Other notable stories:
- Yesterday brought the first televised hearing in the election-subversion case against Trump and eighteen codefendants in Fulton County, Georgia; Trump wasn’t in court, but cable networks nonetheless broadcast the hearing live. Meanwhile, Fani Willis, the district attorney bringing the case, asked the court and the cameras within it to protect jurors’ identities, citing the threat of their personal information being circulated online.
- Recently, The Nation reported that prosecutors in New York are investigating James O’Keefe, who was ousted as head of the right-wing sting group Project Veritas earlier this year. Now the Washington Post’s Will Sommer reports, citing an internal audit based on interviews with staffers, that O’Keefe used the nonprofit’s funds to cover apparent personal expenses, including DJ equipment and six hundred dollars of bottled water.
- Vulture’s Lane Brown reports on the “decomposition” of Rotten Tomatoes, the movie-review aggregator that has become perhaps “the most important metric in entertainment” despite being, in Brown’s words, “erratic, reductive, and easily hacked” by studios and PR firms. “The system is broken,” the filmmaker Paul Schrader told Lane. “Audiences are dumber.
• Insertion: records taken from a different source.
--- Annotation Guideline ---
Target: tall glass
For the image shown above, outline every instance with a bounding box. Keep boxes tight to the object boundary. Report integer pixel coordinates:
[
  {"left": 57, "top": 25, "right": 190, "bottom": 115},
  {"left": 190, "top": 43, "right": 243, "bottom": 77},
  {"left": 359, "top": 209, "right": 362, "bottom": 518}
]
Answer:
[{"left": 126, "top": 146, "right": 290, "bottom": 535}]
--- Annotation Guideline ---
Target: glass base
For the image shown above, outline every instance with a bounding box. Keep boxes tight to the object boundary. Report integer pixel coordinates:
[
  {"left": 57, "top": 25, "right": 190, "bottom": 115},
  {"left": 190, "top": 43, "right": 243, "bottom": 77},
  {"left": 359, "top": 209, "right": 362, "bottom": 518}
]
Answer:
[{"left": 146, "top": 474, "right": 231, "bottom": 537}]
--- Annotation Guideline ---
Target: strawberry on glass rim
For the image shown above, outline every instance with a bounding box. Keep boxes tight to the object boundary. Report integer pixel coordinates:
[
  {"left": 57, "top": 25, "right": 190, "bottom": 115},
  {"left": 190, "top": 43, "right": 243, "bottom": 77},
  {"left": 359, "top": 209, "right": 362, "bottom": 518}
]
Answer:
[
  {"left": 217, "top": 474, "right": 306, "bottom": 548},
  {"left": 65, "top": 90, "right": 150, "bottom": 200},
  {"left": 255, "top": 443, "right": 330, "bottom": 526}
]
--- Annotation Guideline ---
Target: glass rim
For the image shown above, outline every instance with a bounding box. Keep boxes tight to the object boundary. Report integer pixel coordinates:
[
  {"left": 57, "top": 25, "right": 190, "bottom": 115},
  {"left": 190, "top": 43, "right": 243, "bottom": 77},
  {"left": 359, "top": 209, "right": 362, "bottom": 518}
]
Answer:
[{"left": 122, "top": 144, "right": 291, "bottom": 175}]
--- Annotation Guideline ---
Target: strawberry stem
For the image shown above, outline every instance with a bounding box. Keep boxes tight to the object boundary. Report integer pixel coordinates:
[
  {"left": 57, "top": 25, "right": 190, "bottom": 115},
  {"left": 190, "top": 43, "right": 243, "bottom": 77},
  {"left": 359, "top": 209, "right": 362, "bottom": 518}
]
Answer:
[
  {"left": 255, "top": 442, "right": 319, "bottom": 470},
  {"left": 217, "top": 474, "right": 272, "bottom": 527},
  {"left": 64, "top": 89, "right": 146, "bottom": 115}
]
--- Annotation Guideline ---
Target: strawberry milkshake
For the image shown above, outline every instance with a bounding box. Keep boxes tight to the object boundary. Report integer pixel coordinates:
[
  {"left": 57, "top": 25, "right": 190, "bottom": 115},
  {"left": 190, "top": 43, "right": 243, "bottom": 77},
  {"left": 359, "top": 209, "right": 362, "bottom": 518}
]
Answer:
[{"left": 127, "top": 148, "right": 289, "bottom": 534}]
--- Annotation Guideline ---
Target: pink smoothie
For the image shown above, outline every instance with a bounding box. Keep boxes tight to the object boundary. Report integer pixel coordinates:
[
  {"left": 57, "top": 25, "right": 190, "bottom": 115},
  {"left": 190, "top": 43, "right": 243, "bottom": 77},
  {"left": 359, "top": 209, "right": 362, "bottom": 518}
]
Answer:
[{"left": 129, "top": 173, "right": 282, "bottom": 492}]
Normal people don’t go through reviews like they used to.”
- The Atlantic’s Spencer Kornhaber profiled dream hampton—“arguably the most significant music journalist of her generation,” who has “publicly, repeatedly broken up with hip-hop” only to find herself drawn back into engaging with the genre. Hip-hop’s recent “50th-birthday celebrations…have put a gauzy sheen on a difficult history,” Kornhaber writes, “and hampton feels obligated to offer a more complicated view.”
- And the Post’s Terrence McCoy reports that, while the US shrouds supposed sightings of UFOs in secrecy, several countries in South America treat them as public records. “As legislators in Washington push for the same transparency that other parts of the world have enjoyed for years,” he writes, “the cultural and nationalistic differences between how countries interpret the skies and what is divulged have grown even more apparent.”